“It’s exciting, because [a film] theatre brings a new audience with a different set of references, and it requires a different sort of attention,” says Seth Price. He’s telling me about his recent showing of an updated version of his “never-ending” film, Redistribution, at Chinatown’s indie theatre Metrograph. This space offered a clear break with the traditional gallery set-up for showing film work. “It was like testing the work, poking it to see what happens.”
“I don’t have any limits, and I just try to be sensitive to things that feel like they carry a charge”
Working from his Chelsea studio in New York, Price has over the years become a key figure of new media, whose multimedia practice spills into other immediate media such as publishing and film—and Redistribution is arguably the starkest illustration of the forty-six-year-old’s quest to dismantle methods of art-making and distribution.
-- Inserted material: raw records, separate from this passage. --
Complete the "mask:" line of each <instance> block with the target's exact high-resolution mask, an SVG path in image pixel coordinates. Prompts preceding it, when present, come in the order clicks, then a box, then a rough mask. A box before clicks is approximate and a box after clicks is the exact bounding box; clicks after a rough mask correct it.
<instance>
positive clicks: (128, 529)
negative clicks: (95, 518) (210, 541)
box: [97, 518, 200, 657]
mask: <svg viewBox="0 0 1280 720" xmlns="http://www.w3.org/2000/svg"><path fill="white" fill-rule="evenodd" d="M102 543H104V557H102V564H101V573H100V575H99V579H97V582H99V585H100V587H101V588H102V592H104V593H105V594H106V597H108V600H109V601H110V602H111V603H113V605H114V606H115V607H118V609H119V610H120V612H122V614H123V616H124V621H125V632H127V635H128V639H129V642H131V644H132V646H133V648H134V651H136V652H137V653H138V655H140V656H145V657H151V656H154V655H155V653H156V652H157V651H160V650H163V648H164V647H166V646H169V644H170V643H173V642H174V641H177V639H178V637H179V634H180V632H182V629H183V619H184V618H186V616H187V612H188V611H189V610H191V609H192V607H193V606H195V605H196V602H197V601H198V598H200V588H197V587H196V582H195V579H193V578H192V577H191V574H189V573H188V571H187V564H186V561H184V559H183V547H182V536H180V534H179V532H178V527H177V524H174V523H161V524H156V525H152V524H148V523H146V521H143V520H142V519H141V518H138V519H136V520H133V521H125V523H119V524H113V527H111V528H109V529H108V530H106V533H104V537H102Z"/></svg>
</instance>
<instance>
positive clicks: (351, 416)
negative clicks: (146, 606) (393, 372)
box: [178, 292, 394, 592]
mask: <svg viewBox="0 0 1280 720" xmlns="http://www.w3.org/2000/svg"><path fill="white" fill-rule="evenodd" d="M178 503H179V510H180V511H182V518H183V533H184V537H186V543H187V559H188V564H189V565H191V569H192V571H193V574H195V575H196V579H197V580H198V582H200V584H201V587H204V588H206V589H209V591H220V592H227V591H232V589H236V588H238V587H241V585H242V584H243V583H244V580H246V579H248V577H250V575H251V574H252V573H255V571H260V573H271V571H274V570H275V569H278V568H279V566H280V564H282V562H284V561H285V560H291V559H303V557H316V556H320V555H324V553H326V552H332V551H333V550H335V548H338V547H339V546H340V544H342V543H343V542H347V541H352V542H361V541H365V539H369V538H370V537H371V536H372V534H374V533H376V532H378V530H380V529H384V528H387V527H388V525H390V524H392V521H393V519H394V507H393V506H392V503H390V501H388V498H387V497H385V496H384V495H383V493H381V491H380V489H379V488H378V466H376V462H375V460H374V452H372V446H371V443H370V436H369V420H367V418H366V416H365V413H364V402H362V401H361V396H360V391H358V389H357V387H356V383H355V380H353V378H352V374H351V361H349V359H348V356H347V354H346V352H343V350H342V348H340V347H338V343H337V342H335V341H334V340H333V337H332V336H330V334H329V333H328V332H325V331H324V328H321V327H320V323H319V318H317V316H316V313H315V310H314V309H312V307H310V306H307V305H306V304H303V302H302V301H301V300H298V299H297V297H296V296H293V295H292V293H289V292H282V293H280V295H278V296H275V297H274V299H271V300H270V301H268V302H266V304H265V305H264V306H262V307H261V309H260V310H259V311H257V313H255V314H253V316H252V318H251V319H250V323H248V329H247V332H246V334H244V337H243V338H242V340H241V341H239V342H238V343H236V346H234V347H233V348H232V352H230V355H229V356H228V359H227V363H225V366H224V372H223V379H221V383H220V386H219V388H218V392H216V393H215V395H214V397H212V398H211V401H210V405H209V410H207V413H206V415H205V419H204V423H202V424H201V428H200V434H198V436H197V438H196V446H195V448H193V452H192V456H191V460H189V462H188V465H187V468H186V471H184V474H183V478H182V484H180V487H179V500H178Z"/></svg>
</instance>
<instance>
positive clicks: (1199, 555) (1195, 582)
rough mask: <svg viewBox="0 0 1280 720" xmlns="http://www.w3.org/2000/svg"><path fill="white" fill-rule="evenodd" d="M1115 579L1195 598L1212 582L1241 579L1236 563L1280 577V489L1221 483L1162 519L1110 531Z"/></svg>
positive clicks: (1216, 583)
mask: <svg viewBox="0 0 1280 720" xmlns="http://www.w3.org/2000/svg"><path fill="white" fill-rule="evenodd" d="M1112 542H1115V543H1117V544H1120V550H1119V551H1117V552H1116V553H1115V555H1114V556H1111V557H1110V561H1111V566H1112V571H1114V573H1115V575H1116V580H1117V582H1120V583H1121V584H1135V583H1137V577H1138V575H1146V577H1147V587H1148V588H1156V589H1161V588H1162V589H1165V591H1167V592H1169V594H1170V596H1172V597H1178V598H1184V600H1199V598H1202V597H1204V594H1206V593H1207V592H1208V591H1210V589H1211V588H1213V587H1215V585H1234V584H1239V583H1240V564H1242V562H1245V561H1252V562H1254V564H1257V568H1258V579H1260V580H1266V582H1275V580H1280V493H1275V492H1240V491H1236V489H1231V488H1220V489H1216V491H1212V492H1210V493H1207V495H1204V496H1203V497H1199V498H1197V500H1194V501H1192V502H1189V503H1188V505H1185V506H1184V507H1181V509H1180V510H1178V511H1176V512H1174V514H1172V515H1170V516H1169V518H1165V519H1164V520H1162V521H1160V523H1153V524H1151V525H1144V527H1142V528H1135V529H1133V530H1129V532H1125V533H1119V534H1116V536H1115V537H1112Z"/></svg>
The project had its start in 2007 with limited stock footage pulled from the Internet—an entity Price has a long-held love/hate relationship with—and videos he shot with a crew as well as some CGI. “I don’t have any limits, and I just try to be sensitive to things that feel like they carry a charge,” he says about his source material, which has morphed into a collage of sequences, woven into a humorous yet eerie experience in essay film format, “a tradition that defies typical climax and resolution elements of a film”, according to Price.
The artist finds inspiration in the films of Chris Marker, Trinh T Minh-ha, Alexander Kluge and especially Godard. In essay films, he believes that “form is up for grabs and the artist’s voice seems to be present”, a key element that Price renders omnipresent by blanketing the film with a voice that is his yet not. Throughout Redistribution, the artist’s voice is altered and merged with that of an actress who he fittingly discovered in Grand Theft Auto. He notes that this disembodied, cyborg quality helps him “take distance with media, tools and ideas, which include the stories we tell ourselves about who we are in the world”.
The eighty-two-minute film—as in its 2019 version shown at Metrograph—starts with Price Googling the word “painting”, which catalyzes a rabbit hole fall into limits and purposes of self-expression in the digital age, when memes are paintings and selfies are portraits. “These days I’d have zero interest in making art based on Internet searches. All the questions are different now.” He tells me, when I ask what a Google search for “new media” might result in. He notes that image search did not exist when he first started making the film. “That was a point in the lecture where I screened an excerpt of a work I made in 2000, using Internet searches. Back then no one was making art that way. You had to scroll through page after page to find the pictures.”
“These days I’d have zero interest in making art based on Internet searches”
Redistribution is a wash of sequences that meander between a charismatic deadpan Price giving an artist talk at the Guggenheim as well as images of flowers blossoming, couples caressing and heavy machines working. Price’s narration prompts us to ponder the authorship of the images we are drenched in today through the Internet, media and “real life”.
His solution throughout the film seems to be to free himself from any medium or association with the authorship of ideas and the images they represent. “Redistribution accretes in bits and pieces, over time, and really unevenly, more like a coral,” he muses about his constant return to the content over the years during the rise of social media, meme culture and online trolling. “Watching it feels like a cycle of becoming and dissolving, over and over.” He emphasizes that the project did not start as a film, but rather a documentation of his 2007 artist talk that was basically a PowerPoint. “As I added things, it Frankesteined into something else.”
How about showing work in a white cube space? Price is preparing for a solo exhibition at Aspen Art Museum, titled No Technique, which will feature two bodies of work in painting, a path Price has found ways to dismantle and reshape in the wake of new media in the early 2000s. When the exhibition opens in late November, visitors will have chance to experience Price in analogue, including his vacuum-formed Knot Paintings from 2009 and Social Space series, which merges images of computerized models with tactile materials, such as resin and polymer.
In a world where every biennial includes at least one goggle-requiring VR piece, he doesn’t see the exhibition space as a limitation. “It’s the context, and context makes the work,” he explains. “Whenever a sculpture makes a move, it changes, from the studio to the gallery to someone’s home. The Metrograph theatre made Redistribution into a different artwork.”